Fitting a Saddle Tree
The fit of a saddle tree is determined by the shape of the bars. The bars are the weight-bearing part of the saddle. Well fitting bars on a western saddle will apply approximately 3/4 lbs of pressure per square inch with a 150 lb rider. In order to ensure even distribution of weight, the bars must be in even contact with horse’s back and the gullet channel must be wide enough to keep pressure off the spine. How well a tree fits the back of a horse is determined by the shape of the tree. There are three possible curves to the bars:
A tree with twist is curved from front to back on each side of the tree. A rocker tree is curved on the bottom of the bars. A flared tree is curved at the front and back edges of the bars.
Wood trees are still commonly used in high quality leather saddles. They are generally constructed using softer woods such as beachwood, ash, and cottonwood. These wood allow a little more flexibility in the tree so it isn’t so rigid against the horse’s back. High quality saddle tree will then be covered in rawhide or the heavier bullhide and varnished to seal the rawhide.
A wood tree cannot be made in a mold like a fiberglass tree. Wood trees must be made individually with much more attention to detail. This ensures better fit and support to your horse’s back than mass produced fiber glass trees or treeless saddles.
Of course, all the attention to detail will show up on the price tag. Leathers saddles with quality wood trees will run up to 25% more expensive than synthetic saddles. A saddle with a wood tree will also be heavier.
A better fitting tree distributes the weight more evenly and makes the saddle easier to carry despite the weight. Even bars also make a more balanced seat. Padded seats are all the rage now in many disciplines, but they change shape over time as they become packed down. This changes the balance of the seat and negatively impacts performance in high speed, high precision events. Hardseats are the way to go. A quality hardseat will be just as comfortable as a new padded seat, but it will maintain the same level of comfort for the life of the saddle. Leather fenders do require some breaking in, but using heavier metal stirrups helps give you more leverage so they break in much faster. The pain of breaking in new leather fenders is worth it in the long run as they provide more stability to your leg. A quality leather fender will not be bulky under you leg on provide you with any less feel than a synthetic one as some people are prone to assuming.
Fiberglass trees are the most common type of synthetic trees. They can be found in cheap leather saddles as well as fully synthetic saddles. Fiberglass trees are mass produced in molds. As the molds wear over time, imperfections start to appear causing variances in the quality from on tree to another. Many fiberglass trees have little bumps and ridges that attest to this process. Even the tiniest bumps unbalance the bars and dig into your horse’s back.
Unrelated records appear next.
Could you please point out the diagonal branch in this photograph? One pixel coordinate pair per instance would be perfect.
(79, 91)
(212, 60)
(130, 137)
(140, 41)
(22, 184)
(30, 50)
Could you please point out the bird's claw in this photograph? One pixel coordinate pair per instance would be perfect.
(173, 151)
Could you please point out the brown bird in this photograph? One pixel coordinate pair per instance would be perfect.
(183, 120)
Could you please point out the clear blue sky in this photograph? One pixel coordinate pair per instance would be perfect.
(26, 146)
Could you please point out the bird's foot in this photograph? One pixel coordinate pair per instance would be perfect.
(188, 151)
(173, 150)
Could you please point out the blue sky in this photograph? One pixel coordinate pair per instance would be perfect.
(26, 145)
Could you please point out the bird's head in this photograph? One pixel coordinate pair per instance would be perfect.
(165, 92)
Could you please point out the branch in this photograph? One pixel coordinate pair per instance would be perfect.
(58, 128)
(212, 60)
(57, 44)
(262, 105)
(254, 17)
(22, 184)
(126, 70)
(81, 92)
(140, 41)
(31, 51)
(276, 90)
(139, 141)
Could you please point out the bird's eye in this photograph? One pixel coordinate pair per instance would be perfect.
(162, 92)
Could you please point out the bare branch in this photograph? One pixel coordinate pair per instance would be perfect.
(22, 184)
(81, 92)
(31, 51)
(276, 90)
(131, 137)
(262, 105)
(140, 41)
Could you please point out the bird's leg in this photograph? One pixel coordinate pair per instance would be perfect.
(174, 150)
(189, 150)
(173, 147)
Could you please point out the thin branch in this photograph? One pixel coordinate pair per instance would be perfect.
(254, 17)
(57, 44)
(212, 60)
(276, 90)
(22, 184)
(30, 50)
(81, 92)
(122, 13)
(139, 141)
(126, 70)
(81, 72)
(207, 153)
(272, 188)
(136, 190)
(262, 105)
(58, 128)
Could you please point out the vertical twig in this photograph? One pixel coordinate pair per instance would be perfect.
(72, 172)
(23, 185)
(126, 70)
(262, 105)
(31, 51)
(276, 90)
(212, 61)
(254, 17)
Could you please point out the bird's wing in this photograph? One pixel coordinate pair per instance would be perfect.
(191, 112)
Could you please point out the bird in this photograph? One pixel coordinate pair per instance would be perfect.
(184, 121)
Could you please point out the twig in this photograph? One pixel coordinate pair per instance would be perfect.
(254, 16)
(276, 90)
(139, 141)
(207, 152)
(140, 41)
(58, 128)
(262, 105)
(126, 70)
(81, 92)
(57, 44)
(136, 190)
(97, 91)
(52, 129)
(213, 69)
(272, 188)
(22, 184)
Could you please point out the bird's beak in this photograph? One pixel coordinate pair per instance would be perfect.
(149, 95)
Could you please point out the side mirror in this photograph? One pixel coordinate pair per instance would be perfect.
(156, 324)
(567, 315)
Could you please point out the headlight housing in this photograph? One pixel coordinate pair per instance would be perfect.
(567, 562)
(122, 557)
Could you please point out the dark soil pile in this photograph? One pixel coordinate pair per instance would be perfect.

Some people prefer synthetic saddles because they do not require breaking in like leather saddles. However, the synthetic fenders are not going to give your leg the stability it needs, especially for events involving speed, fast turns, or quick stops. The seats are usually padded due to the nature of the construction. Many people prefer padded seats no matter what kind of saddle it is, but padded seats change over time. They become packed down and change shape, throwing off the balance and stability of your seat. Hardseats can be found in synthetic saddles, but the nature of the mass produced tree makes them uneven and uncomfortable. Those bumps and ridges from the poorly maintained manufacturing molds are magnified when you have the misfortune of sitting on them.